心を詠む(3/20)
かたちこそみやまがくれの朽木なれ心は花になさばなりなむ
古今集・兼芸
*「姿形は奥山の朽ちた木のようにみすぼらしくても、心持ちは花のようになれるものだ。」
人は見た目ではなく、花になる心が大切! という。
身をすてて行きやしにけむ思ふより外なるものは心なりけり
*「体を離れて勝手に行ってしまったようだ、思うにまかせないものが心なのであったなあ。」
いのちだに心にかなふものならば何かわかれの悲しからまし
古今集・白女
*「命さえ心のままになるものならば、何で別れが悲しくありましょうか。」
白女は、摂津国江口の遊女という。この歌は、源実(さね)が、筑紫へ温泉に入るために出かける時に、山崎で別れ惜しんだ際に詠んだもの。本当に悲しんでいるのか、戯れているのか不明だが、初句二句が深刻すぎる。
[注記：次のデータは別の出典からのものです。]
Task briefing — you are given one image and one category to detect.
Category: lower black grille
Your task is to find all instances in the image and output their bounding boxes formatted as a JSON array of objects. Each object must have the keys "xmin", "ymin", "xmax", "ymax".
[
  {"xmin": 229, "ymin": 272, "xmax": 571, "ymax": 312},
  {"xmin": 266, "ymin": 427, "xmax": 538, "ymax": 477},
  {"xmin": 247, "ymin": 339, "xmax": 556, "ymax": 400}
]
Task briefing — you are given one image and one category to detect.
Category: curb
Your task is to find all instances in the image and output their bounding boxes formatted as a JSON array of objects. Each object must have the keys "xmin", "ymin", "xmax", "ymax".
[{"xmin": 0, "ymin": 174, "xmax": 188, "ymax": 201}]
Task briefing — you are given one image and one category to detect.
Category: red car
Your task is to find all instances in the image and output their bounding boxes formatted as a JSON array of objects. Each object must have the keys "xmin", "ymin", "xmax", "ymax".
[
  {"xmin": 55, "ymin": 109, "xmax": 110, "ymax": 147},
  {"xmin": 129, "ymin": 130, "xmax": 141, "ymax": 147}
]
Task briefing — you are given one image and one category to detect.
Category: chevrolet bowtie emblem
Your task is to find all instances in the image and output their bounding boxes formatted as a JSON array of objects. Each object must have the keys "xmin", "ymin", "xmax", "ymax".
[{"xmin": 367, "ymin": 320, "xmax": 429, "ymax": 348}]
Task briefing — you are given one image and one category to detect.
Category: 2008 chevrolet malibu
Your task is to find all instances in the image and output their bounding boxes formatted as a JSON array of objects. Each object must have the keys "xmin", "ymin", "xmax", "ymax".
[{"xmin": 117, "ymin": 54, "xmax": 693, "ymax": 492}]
思へども身をし分けねば目に見えぬ心を君にたぐへてぞやる
古今集・伊香淳行
*「一緒に行きたいとは思うけれども、この身を二つに分けるわけにもいかないので、「目に見えぬ心」をあなたと一緒に付き添わせましょう。」
たらちねの親のまもりとあひ添ふる心ばかりは関なとどめそ
古今集・小野千古母
*詞書に、「小野千古が陸奥介にまかりける時に、母のよめる」とある。母が詠んだだけに、初句の枕詞が生々しい。
「親の守りとしてこの子に相添える母心だけは、関守よ関止めにしないでおくれ。」
身は捨てつ心をだにも放(ほふ)らさじ終にはいかがなると知るべく
*身は捨ててしまっても、心だけは放り出さない。それは最後の自分の行方をしるために。
白雪のともに我が身はふりぬれど心は消えぬものにぞありける
いにしへの野中のしみずぬるけれどもとの心をしる人ぞくむ
古今集・読人しらず
*暗喩の歌。昔は冷たかった「野中の清水」が、今はぬるくなっている。「もとの心」を知っている人は、ぬるくなった清水を汲む、とはどのような状況を想像するであろうか。
古今集には、比喩や理屈っぽい歌が多い。一首目は、男が女たちから姿を揶揄われたときに詠んだ歌であろう。負け惜しみに聞こえる。二首目は、心が自分の思うようにならない、制御しがたい、という感覚を詠っている。四首目も体とは別に心が存在する考えを反映している。